I am passing value dynamically to javascript function.
I am retrieving data from database and filling to javascript function, it does not have a static binding.
share_it(data_from_mysql_database);
like
share_it('value from mysql database');
Some times value contain a single quote (').
like: share_it(' Essentially you'll have to have a good academic history ');
So function call gives error that:
Uncaught SyntaxError: Unexpected identifier
You ought to be converting special chars on the upstream rather than the downstream. Converting it on the upstream saves time later when an inexperienced developer does not care to escape the data on the downstream when sent to the client. Since you have not properly converted the data on the upstream, you have no choice. You should escape it.

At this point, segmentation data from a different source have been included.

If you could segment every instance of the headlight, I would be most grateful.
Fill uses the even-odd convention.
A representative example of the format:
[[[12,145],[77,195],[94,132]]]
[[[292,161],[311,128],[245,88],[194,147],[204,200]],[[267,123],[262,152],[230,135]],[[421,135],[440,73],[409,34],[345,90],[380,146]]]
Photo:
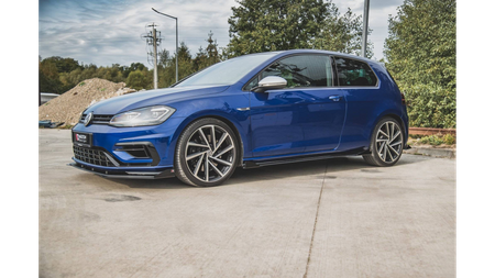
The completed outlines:
[[[165,122],[173,113],[174,108],[166,105],[147,107],[117,114],[110,120],[113,126],[143,126]]]

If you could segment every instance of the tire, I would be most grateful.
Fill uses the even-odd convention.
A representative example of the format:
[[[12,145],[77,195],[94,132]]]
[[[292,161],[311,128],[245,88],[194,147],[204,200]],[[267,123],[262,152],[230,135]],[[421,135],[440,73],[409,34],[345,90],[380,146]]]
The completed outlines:
[[[382,119],[375,126],[370,151],[363,155],[366,163],[373,166],[393,166],[403,155],[404,131],[400,124],[392,118]]]
[[[235,133],[229,125],[213,118],[197,120],[177,141],[176,176],[190,186],[219,186],[234,173],[238,151]]]

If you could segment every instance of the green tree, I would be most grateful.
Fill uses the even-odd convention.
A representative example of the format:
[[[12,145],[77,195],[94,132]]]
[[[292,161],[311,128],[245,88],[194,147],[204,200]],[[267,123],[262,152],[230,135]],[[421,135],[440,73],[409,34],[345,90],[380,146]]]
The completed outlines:
[[[310,48],[329,15],[322,0],[239,0],[229,18],[229,56]]]
[[[459,4],[405,0],[388,19],[386,66],[406,92],[411,126],[460,127]]]
[[[320,35],[315,40],[315,48],[361,55],[363,18],[356,16],[351,9],[341,15],[339,9],[330,3],[329,15],[324,19]],[[369,27],[367,33],[372,30]],[[373,43],[367,40],[366,57],[373,56]]]
[[[151,89],[153,87],[153,74],[147,70],[134,70],[129,74],[125,85],[136,90]]]

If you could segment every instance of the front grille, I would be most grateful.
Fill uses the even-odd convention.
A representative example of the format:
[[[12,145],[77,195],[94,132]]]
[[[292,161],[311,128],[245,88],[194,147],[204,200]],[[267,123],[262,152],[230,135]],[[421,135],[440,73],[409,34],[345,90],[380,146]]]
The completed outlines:
[[[87,114],[82,114],[79,119],[79,123],[84,123]],[[91,124],[108,124],[112,120],[113,115],[92,115]]]
[[[112,158],[109,154],[107,154],[105,151],[90,147],[80,147],[76,145],[73,145],[73,148],[74,148],[74,157],[85,163],[107,167],[119,166],[119,163],[114,158]]]

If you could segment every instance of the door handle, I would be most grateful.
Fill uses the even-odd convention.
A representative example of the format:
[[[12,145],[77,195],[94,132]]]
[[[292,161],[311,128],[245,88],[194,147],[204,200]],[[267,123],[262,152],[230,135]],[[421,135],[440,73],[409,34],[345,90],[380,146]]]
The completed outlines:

share_it(escape(data_from_mysql_database));
Example"
> escape("You're awesome");
'You%27re%20awesome'
>
You can use the \ character to escape such characters:
share_it(' Essentially you\'ll have to have a good past academic ');
Or, you can switch to using double quotes if you know you will need to embed a single quote character:
share_it(" Essentially you'll have to have a good past academic ");
You can freely switch between double " and single ' quotes where you need the other in a literal string:
share_it(" Essentially you'll have to have a good past academic ");
Only in cases where you need both, you need to escape the repeating character:
share_it(" Essentially you'll have to have a good \"past\" academic ");
You can also replace the ' in the string with '.